A Few Thoughts About Writing

Judy on January 2, 2016, with new wood bin gift from Jim and Dawn Shamp.  It now keeps my firewood dry.  Thanks!

A Few Thoughts To Encourage My Writing Students from Judy Hogan [I've been teaching creative writing for 42 years.]

1.  A writer is one who writes.

2.  There are only two rules that I have found for good writing: (1) hold the reader’s attention and (2) make your writing vivid, so other people can be there, experience what you have experienced. Your characters should come off the page; your images should help us see and understand what you mean.

3.  All creative writing has to do with feelings.  We begin with our own, whether we write non-fiction or fiction.  “It takes as much courage as talent to be a good writer.” Charles Edward Eaton

4.  Conflict is hard in life but always interesting to read about.  Put it in your writing.

5.  Write like the Oriental painters painted.  First, they looked for a long time at the scene they wanted to paint; then they painted it in a few swift brush strokes.  Imagine in your mind what you want to describe and then put down what you see, hear, smell, etc.

6.  Per Henry Fielding and before that, Horace: “The author who will make me weep must first weep himself.”  If you laugh while you write something, or cry, the likelihood is that the reader will also laugh or cry.

7.  Write as you talk, naturally.  “Never use words you wouldn’t, in the stress of some emotion, actually say.”  Ezra Pound

8.  You can break any rule if you can get away with it.

9.  Honesty may be what makes one writer great and another merely good.

10.  Read good work, especially classics of the past and present, work that does new things for the first time or work that does the job the very best that it has been done.   (Pound’s categories of Inventor and Master)

11.  All writing helps: diary, letters, essays, grants, newspaper stories.  It is all working with words to find the ones that do the job the best.  The more you write, the better.

12.  Nurture your muse or unconscious.  It is the source for most great passages and lines in literature, for images, too.  Learn technique, but then forget it, and let the Muse speak.

13.  Write first and criticize second.  Your mind will gradually learn to take out the weak words, trite phrases, dead metaphors.  But don’t worry while you write.

14.  See it as a process.  See yourself as one of a large company of dead and living writers.  None of us knows how important we may be, but every human effort to record and say something intelligent about human experience is valuable.  We don’t know (per Virginia Woolf) whether it matters for hours or centuries, but the main thing is to “write what you wish to write.”  And learn how to do it well before you put it out there.

15.  Let writing be your favorite thing to do!  Look forward to doing it, treasure doing it, see it as pleasure, not pain.  Set aside ritual time in which to do it.

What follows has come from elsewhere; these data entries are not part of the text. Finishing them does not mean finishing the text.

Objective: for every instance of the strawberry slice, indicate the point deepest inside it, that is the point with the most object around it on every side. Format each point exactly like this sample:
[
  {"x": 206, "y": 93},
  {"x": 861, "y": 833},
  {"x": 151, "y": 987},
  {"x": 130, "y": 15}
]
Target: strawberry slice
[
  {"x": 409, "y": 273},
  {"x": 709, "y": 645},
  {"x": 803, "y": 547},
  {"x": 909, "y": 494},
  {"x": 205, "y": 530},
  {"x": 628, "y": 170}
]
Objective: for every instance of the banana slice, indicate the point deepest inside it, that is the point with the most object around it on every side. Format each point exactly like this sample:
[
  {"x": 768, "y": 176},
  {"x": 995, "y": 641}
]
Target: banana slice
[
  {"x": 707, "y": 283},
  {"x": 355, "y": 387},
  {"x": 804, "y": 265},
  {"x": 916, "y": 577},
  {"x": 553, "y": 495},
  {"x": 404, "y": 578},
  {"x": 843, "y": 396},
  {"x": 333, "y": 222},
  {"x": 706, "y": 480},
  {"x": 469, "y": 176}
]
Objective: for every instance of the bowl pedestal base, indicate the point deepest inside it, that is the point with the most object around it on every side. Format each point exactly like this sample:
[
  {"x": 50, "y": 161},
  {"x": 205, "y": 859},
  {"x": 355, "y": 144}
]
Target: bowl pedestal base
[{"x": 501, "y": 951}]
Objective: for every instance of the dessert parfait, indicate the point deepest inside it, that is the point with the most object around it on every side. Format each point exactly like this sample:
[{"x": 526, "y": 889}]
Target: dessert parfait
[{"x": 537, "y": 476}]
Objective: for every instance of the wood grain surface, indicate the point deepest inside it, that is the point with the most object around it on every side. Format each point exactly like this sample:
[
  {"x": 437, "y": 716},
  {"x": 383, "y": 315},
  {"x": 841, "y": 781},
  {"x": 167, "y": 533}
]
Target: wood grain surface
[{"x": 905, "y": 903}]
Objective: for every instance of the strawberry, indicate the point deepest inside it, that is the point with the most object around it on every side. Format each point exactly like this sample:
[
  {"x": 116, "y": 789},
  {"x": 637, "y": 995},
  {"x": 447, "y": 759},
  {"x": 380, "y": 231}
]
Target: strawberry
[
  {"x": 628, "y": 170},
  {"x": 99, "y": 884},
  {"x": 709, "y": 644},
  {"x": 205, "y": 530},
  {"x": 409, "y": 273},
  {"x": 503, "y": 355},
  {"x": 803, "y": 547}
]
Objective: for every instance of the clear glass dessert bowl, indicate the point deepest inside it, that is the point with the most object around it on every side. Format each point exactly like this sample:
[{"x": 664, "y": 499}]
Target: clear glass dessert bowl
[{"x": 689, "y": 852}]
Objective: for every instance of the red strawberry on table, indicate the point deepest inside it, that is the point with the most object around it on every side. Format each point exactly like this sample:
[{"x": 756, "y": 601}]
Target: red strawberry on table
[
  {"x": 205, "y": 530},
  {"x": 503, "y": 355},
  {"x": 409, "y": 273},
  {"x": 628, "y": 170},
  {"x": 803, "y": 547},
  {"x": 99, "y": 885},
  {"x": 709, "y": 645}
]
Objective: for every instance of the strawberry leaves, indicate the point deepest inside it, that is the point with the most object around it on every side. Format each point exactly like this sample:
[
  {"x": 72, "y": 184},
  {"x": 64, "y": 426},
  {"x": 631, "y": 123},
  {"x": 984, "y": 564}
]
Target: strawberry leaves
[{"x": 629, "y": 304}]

Some books that have helped me: Virginia Woolf’s A Room of One’s Own, Carolyn Heilbrun’s Writing a Woman’s Life; Soren Kierkegaard’s “The Difference Between an Apostle and a Genius” in The Present Age; Henry James’s The Art of the Novel; Ezra Pound’s ABC of Reading; T.S. Eliot’s “Tradition and the Individual Talent”; Joyce Cary’s The Horse’s Mouth; Jacques Maritain’s Creative Intuition in Art and Poetry.

1 comment:

  1. Good advice, and always worth reading no matter how many times you've read this or something similar. It encourages me to get back to my current book that I've neglected since before Christmas. Nice wood bin, too.